Translation is definitely having a moment. Over the last few years there’s been a sudden flourishing of small presses taking artistic risks, which is often synonymous with publishing translations. Market research shows that translation punches above its weight in terms of sales, and while the tiny percentage is nothing to shout about in itself, it does mean that only the very best gets through, making ‘translation’ a byword for originality and excellence. Now, the bigger publishers are also waking up to the fact that translation sells. Several of the biggest-name contemporary authors, the ones who can boast a cult following, are ones we read in translation: Han Kang, Elena Ferrante, Karl Ove Knausgaard.

And when we talk about translation, we also have to talk about translators. The fact that the MBI exists, in its new guise rewarding author and translator equally, is thanks to the generation before me fighting long and hard for our craft to be given the credit it deserves.

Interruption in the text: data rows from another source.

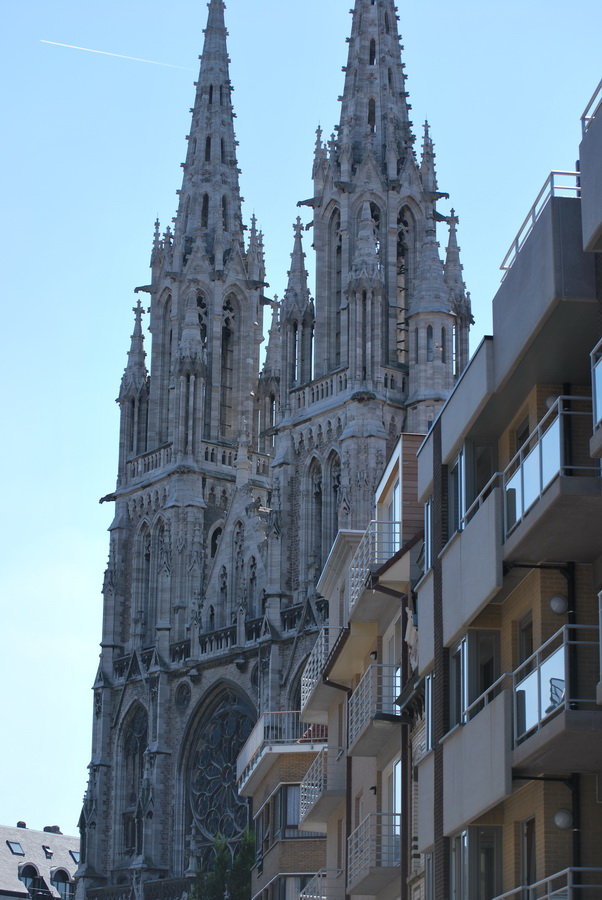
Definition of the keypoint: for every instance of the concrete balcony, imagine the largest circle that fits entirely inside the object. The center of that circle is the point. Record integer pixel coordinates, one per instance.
(327, 884)
(374, 854)
(316, 696)
(275, 733)
(553, 490)
(595, 444)
(549, 287)
(373, 716)
(472, 563)
(369, 598)
(557, 722)
(478, 752)
(590, 155)
(569, 884)
(322, 789)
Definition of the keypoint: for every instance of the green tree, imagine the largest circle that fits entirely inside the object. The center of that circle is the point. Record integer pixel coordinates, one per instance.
(229, 878)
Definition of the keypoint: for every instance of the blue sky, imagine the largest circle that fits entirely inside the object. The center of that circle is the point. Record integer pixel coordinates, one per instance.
(91, 157)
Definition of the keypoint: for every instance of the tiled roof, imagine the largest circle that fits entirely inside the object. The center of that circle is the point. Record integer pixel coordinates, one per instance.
(58, 856)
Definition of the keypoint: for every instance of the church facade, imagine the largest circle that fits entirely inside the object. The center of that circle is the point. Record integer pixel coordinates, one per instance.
(234, 479)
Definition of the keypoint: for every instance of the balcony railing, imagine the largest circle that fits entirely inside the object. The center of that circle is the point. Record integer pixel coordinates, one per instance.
(315, 664)
(375, 844)
(543, 686)
(326, 773)
(569, 884)
(374, 696)
(593, 108)
(541, 460)
(379, 543)
(327, 884)
(276, 729)
(597, 384)
(558, 184)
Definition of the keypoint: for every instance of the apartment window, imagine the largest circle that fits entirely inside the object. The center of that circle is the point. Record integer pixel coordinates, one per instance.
(429, 879)
(474, 667)
(476, 864)
(455, 495)
(528, 852)
(429, 712)
(428, 535)
(15, 848)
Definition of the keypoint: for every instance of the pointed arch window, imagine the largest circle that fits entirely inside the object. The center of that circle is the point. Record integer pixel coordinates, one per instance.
(429, 343)
(135, 742)
(372, 115)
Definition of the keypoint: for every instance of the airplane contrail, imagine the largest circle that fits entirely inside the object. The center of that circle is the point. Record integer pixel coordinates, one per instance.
(119, 55)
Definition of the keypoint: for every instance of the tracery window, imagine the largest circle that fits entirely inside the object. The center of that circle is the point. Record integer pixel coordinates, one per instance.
(214, 805)
(135, 742)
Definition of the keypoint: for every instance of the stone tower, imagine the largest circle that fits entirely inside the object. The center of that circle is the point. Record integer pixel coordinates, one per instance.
(232, 482)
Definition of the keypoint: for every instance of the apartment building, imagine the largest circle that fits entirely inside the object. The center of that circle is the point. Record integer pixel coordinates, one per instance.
(357, 789)
(510, 785)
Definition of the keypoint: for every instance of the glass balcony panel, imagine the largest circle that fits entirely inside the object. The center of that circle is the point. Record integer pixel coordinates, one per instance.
(531, 479)
(552, 682)
(597, 384)
(514, 500)
(550, 454)
(527, 704)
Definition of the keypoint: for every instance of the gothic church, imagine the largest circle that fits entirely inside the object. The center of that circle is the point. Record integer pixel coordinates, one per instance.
(233, 480)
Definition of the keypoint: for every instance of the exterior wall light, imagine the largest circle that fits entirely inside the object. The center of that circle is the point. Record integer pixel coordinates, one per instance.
(558, 604)
(563, 819)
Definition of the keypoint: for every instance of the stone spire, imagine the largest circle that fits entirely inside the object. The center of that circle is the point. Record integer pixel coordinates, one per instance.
(296, 296)
(366, 263)
(374, 99)
(211, 158)
(135, 374)
(432, 294)
(427, 166)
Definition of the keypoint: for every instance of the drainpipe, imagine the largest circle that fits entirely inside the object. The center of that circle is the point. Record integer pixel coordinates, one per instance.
(348, 763)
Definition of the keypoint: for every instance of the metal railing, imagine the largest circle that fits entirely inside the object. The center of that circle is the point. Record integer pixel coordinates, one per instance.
(327, 884)
(315, 664)
(569, 884)
(376, 693)
(326, 773)
(555, 186)
(542, 685)
(592, 109)
(596, 356)
(375, 843)
(275, 729)
(380, 542)
(540, 461)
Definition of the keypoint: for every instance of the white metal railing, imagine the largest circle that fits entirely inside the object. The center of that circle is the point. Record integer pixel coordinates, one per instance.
(327, 884)
(375, 694)
(326, 773)
(555, 186)
(276, 729)
(569, 884)
(375, 843)
(312, 672)
(592, 109)
(596, 356)
(542, 685)
(540, 461)
(380, 542)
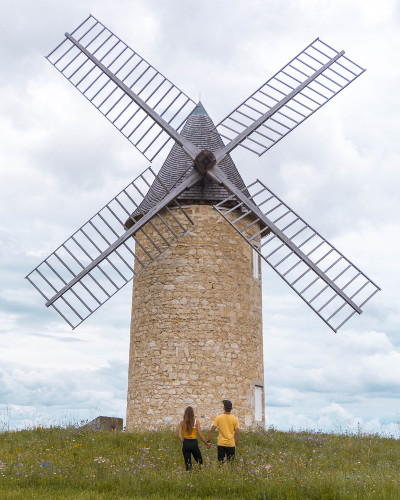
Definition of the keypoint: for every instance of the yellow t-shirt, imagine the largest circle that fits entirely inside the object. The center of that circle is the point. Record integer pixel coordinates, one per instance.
(227, 425)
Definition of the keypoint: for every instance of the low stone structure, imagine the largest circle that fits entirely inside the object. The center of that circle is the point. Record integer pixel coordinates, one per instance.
(106, 424)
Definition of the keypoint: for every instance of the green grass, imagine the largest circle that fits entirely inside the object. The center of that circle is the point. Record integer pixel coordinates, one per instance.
(83, 464)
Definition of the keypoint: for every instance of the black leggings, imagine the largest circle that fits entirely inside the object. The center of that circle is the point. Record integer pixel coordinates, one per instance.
(191, 447)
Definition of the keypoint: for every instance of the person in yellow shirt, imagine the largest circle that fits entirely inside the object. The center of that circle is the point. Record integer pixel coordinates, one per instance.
(228, 436)
(187, 434)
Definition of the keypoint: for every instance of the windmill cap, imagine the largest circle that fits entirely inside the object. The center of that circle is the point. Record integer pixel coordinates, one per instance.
(227, 404)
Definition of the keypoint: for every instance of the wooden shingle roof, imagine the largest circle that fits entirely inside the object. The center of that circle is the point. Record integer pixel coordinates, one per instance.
(200, 130)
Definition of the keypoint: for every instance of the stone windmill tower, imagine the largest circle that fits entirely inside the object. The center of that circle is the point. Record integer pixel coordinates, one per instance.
(192, 236)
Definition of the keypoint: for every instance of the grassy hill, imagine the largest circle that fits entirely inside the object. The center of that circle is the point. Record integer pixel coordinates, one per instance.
(82, 464)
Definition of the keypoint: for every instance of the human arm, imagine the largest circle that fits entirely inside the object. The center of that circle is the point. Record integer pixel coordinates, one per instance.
(210, 434)
(180, 432)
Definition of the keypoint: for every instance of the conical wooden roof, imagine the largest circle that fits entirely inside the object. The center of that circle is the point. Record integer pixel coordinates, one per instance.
(200, 130)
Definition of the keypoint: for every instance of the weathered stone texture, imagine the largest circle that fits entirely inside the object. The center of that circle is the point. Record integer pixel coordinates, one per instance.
(196, 331)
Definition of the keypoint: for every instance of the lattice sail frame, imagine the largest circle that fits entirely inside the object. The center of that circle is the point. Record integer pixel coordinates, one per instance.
(173, 105)
(329, 305)
(146, 108)
(99, 233)
(309, 99)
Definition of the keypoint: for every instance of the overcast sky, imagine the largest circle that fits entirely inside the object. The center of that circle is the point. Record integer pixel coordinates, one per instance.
(60, 161)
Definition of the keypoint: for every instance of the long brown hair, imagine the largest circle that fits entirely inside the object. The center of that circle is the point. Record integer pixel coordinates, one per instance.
(188, 419)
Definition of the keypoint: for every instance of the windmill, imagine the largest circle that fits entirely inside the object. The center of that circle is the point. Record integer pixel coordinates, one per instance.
(193, 235)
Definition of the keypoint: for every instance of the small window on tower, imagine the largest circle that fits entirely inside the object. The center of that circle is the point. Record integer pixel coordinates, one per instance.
(256, 264)
(258, 403)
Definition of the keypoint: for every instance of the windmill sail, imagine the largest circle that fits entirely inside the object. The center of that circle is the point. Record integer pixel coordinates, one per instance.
(326, 280)
(102, 256)
(93, 59)
(293, 94)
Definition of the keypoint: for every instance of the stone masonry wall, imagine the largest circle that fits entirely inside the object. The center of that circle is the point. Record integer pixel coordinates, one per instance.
(196, 330)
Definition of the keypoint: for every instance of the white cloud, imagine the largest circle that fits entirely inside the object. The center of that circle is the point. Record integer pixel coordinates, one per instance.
(60, 161)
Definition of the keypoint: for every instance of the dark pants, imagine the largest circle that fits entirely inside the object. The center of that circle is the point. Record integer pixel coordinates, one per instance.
(191, 447)
(229, 451)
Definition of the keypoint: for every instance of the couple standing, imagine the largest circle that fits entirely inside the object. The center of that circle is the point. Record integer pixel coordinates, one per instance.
(228, 437)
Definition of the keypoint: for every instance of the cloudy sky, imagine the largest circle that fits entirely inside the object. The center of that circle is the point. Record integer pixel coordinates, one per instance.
(60, 161)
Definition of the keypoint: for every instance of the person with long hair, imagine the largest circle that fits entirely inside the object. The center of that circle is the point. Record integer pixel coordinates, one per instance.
(188, 428)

It’s becoming the norm for translators to be properly credited by publishers and reviewers, given royalties and paid a slightly more than subsistence rate.

You set up the publisher Tilted Axis Press in 2015 with ‘a mission to shake up contemporary international literature’, focusing on Asian writing in translation. Can you tell us more about this project?

The aim for the press was a mixture of things: to publish cult, contemporary Asian writing, mainly by women. To publish it properly, in a way that makes it clear that this is art, not anthropology. To spotlight the importance of translation in making cultures less dully homogenous. And to improve access to the UK publishing industry, i.e. no exploitative unpaid internships.

So far, our list includes Bengali, Korean, Indonesian, Uzbek and Japanese. Next month, we publish the UK’s first ever translation of Thai fiction, which is both a) insane, b) the reason we exist. We recently relocated to Sheffield, becoming a part of the Northern Fiction Alliance - breaking publishing out of the London bubble with fellow translation heroes And Other Stories and Comma Press.

What’s next for you?
I have new translations of Han Kang and Bae Suah coming out in November ’17 and January ’18 respectively, and I aim to continue translating their work for as long as they keep writing. I’m also finding more time for teaching and mentoring - I’ll be leading the Korean group at the BCLT Summer School again this year, mentoring an emerging Korean translator through Writers Centre Norwich, and taking up a translator’s residency at the University of Iowa.